FED TRANSCRIPTS FROM 2007: Janet Yellen Warns The FOMC About The Private Equity Bubble

Business Insider

The Federal Reserve just released transcripts to all of its meetings from 2007, the year the U.S. housing market took a turn for the worse and the economy entered recession.

By the time the FOMC met in March, economic data had begun to weaken, and stocks and mortgage markets were starting to look shaky.

The president of the San Francisco Fed, Janet Yellen – now the Vice Chairman of the Federal Reserve and a possible candidate for the next chairmanship – relayed to the committee a story about the bubble brewing in private equity, and how it could lead to financial instability.

Below are Yellen's remarks:

Despite the recent turmoil in equity and mortgage markets, a reassessment of overall risk has yet to occur. We are still in an environment of low long-term yields, ample liquidity, and what appears to be a generally low level of compensation for risk.

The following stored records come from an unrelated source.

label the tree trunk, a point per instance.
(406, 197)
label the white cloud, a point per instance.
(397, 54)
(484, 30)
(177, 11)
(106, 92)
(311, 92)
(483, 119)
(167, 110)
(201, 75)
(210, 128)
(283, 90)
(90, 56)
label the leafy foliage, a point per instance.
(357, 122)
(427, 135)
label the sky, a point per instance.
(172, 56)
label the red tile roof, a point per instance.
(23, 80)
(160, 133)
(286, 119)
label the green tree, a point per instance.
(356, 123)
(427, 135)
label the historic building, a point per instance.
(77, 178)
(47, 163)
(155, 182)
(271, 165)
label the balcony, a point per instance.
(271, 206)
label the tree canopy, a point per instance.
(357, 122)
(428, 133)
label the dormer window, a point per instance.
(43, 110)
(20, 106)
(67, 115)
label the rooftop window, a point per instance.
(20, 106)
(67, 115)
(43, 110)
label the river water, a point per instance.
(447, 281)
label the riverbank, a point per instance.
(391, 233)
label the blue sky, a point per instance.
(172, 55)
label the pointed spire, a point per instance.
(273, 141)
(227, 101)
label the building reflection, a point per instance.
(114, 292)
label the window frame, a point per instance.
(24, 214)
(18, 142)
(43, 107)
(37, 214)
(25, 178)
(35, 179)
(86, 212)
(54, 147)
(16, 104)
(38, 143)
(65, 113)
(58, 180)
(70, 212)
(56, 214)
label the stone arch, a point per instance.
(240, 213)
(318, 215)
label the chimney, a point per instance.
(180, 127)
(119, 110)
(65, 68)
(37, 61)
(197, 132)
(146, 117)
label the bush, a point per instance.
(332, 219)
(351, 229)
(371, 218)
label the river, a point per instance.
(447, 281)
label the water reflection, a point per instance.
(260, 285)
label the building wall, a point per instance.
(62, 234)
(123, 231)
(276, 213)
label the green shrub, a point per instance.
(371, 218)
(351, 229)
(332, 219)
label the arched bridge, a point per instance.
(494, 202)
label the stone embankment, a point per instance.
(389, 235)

For example, I recently talked with the principals of several major private-equity funds, who were not just amazed but also appalled about the amount of money their industry has attracted. [Laughter] One partner said that he would have no difficulty immediately raising $1 billion. Indeed, one of his biggest problems is would-be investors who get angry at him because he is unwilling to take their money.

This unwillingness reflects his difficulty in identifying deals that are likely to yield adequate returns even though, for the buyout firms, debt also is available in what they depict as very attractive so-called covenant-lite terms—perhaps too attractive given the vulnerability of some of the highly leveraged yields.

My contacts suggest that some private-equity firms with similar assessments of the shortage of profit opportunities are less restrained and do take additional money, partly because of the large upfront fees that are generated by these deals.

So just as we have seen in mortgage markets, the bubble in private equity, as my sources characterize it, and the overabundance of liquidity more generally raise the risk of a sharp retrenchment in credit and higher risk spreads with associated risks to economic growth and, conceivably, even financial stability.

Sure enough, a few months later, banks began taking big writedowns on credit investments and financing for private equity deals dried up, signaling a top in the market.